Read the NFA Report job README for install notes, usage examples, switches, fingerprint rules, nested scanning behavior, ignore patterns, and full job config settings.

Updating Individual Packages

Arachnodex is designed as a set of independently published npm packages. You can update the core, jobs, or shared heuristic data separately when new versions are available.

Update the core:

npm install @arachnodex/core@latest

Update one job:

npm install @arachnodex/job-link-issues@latest
npm install @arachnodex/job-nfa-report@latest
npm install @arachnodex/job-sitemap@latest

Update bot protection heuristics:

npm install @arachnodex/bot-protection-heuristics@latest

The job packages use @arachnodex/core as a peer dependency so npm can warn when a job expects a different core range. The bot protection heuristics package is a required dependency of core and is re-exported from @arachnodex/core for jobs that need it.

Bot Protection Heuristics

Package:

@arachnodex/bot-protection-heuristics

This package contains marker lists used to detect common bot protection, WAF, CAPTCHA, and challenge/interstitial responses.

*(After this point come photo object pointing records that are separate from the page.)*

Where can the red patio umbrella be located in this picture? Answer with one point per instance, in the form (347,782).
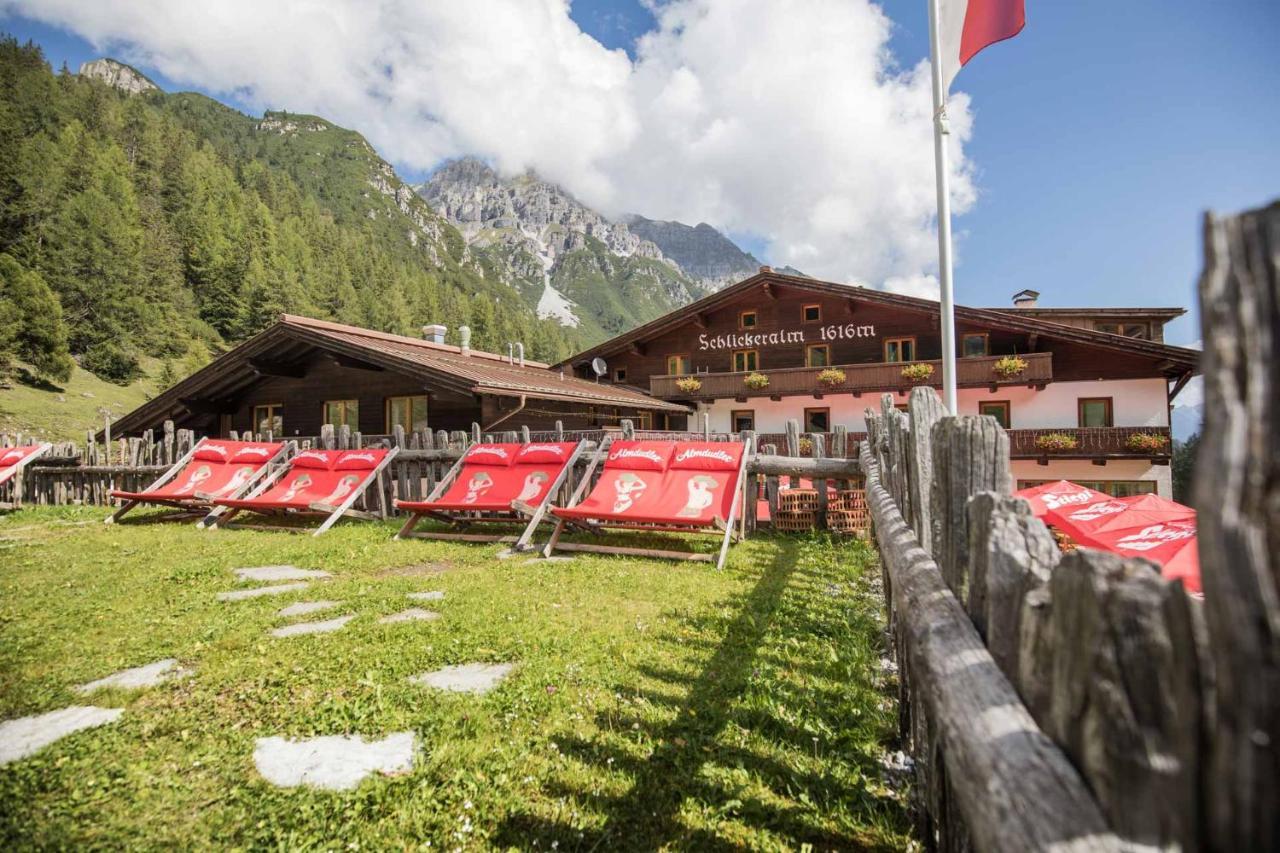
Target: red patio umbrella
(1171,544)
(1061,495)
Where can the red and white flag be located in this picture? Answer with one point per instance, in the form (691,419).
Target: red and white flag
(968,26)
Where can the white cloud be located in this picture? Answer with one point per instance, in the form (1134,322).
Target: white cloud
(786,119)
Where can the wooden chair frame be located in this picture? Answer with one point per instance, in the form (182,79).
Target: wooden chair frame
(16,474)
(200,502)
(520,511)
(725,525)
(332,514)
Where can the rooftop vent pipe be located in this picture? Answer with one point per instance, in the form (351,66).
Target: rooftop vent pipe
(1025,299)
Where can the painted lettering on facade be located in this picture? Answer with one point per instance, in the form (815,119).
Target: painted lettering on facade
(735,341)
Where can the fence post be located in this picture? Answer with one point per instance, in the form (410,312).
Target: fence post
(926,409)
(970,454)
(1238,497)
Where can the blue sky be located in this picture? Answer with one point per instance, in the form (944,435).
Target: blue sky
(1102,133)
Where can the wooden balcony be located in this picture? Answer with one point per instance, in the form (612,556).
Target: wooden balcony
(859,378)
(1093,442)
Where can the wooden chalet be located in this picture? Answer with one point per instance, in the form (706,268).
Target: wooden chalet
(1097,375)
(301,373)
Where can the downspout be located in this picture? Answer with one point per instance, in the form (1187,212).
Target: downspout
(513,411)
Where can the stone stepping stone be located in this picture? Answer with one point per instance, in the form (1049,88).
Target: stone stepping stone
(137,676)
(411,615)
(279,573)
(28,735)
(325,626)
(305,607)
(466,678)
(336,762)
(241,594)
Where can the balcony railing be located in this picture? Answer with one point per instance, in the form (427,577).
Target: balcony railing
(970,373)
(1091,442)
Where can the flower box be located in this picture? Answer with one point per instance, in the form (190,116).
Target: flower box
(918,372)
(1056,442)
(1147,442)
(832,377)
(689,384)
(1009,366)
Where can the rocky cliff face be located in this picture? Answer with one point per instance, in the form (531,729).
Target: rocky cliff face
(118,74)
(566,259)
(702,251)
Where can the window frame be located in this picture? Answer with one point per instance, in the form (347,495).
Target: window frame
(734,415)
(745,369)
(689,363)
(1110,410)
(986,343)
(270,407)
(899,341)
(324,413)
(809,349)
(1004,404)
(387,410)
(824,410)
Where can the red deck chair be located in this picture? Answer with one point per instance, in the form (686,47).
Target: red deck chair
(211,469)
(316,483)
(496,483)
(13,460)
(681,487)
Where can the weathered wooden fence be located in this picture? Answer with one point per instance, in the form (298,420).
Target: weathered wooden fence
(1080,701)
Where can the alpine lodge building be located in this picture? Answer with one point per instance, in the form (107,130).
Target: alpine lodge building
(1084,393)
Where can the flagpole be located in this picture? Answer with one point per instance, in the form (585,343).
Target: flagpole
(946,308)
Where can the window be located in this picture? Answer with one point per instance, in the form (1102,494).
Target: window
(1141,331)
(408,413)
(269,418)
(974,343)
(817,355)
(997,409)
(1115,488)
(1095,411)
(900,350)
(817,420)
(342,413)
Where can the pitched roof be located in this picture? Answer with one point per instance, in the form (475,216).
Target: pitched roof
(440,365)
(1011,319)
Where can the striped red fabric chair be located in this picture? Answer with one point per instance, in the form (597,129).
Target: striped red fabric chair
(315,482)
(494,483)
(667,487)
(13,460)
(213,469)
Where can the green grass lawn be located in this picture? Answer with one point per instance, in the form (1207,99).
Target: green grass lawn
(654,705)
(65,413)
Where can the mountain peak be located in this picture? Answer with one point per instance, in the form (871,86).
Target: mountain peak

The official link-issues job uses these markers during external-link audits. If an external URL returns a response matching one of the bot-protection markers, the job reports a notice-level external-bot-protection finding instead of reporting a broken-link error. Unmatched network failures, DNS failures, timeouts, and ordinary error responses still report as external-link problems. That distinction matters most for CDNs, WAF-protected sites, and services that reject crawler-style HEAD requests but still work in a browser.

Keeping the markers separate lets Arachnodex update bot-protection detection without requiring a full core crawler or job release. Updating @arachnodex/bot-protection-heuristics can improve how link-issues classifies those external responses.

The package exports:

import {
  botProtectionHeuristics,
  type BotProtectionHeuristics
} from "@arachnodex/bot-protection-heuristics";

Most users do not need to import it directly. Jobs can also consume the core re-export:

import {botProtectionHeuristics} from "@arachnodex/core";

Contributing

Contributions are welcome. This repo is a monorepo, so focused package-specific pull requests are easiest to review.

Read CONTRIBUTING.md for the fork and pull request flow, package boundaries, build expectations, and required checks.